The investment manager, Bridgehead Real Estate Fund (Pty) Ltd, is a company managed by Craig McMurray, an Executive Director of the Company. Fees in relation to Bridgehead are disclosed in note 5 and fees in relation to the Executive Directors are disclosed in note 6.
During the period a liquidator was appointed for both Crimson King Properties 378 (Pty) Limited and Business Venture Investments No 1187 (Pty) Limited.

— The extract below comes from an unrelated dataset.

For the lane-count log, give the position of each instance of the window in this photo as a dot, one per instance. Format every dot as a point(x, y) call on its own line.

22 Profit on disposal of subsidiary
During the period the Group exchanged its holding in and intercompany loan with its subsidiary Madison Park Properties 40 (Pty) Limited for intercompany debt with a total consideration of ZAR 11,000,000 (£646,416). As at 31 December 2017 the intercompany debt has been fully impaired, resulting in a net loss on disposal of £459,777 as follows:
£'000 | |
Inventory (note 13.1) | 1,283 |
Trade and other receivables | - |
Cash and cash equivalents | 1 |
Trade and other payables | (5) |
Intercompany loan | (1,689) |
Loans from third parties (note 13.2) | (1,480) |
Total identifiable net liabilities | (1,890) |
Non-controlling interest | 940 |
Intercompany loan | 1,689 |
Total interest | 739 |
Consideration (after impairment) | - |
Loss on disposal | 739 |
Accumulated foreign exchange differences arising on subsidiary operations reclassified from equity to profit and loss | (280) |
Net loss on disposal | 459 |
During the period, additional surplus cash balances were deemed receivable in relation to the sale of the principal South African subsidiary, SAPSPV Holdings RSA (Pty) Limited, of ZAR 456,892 (£27,473).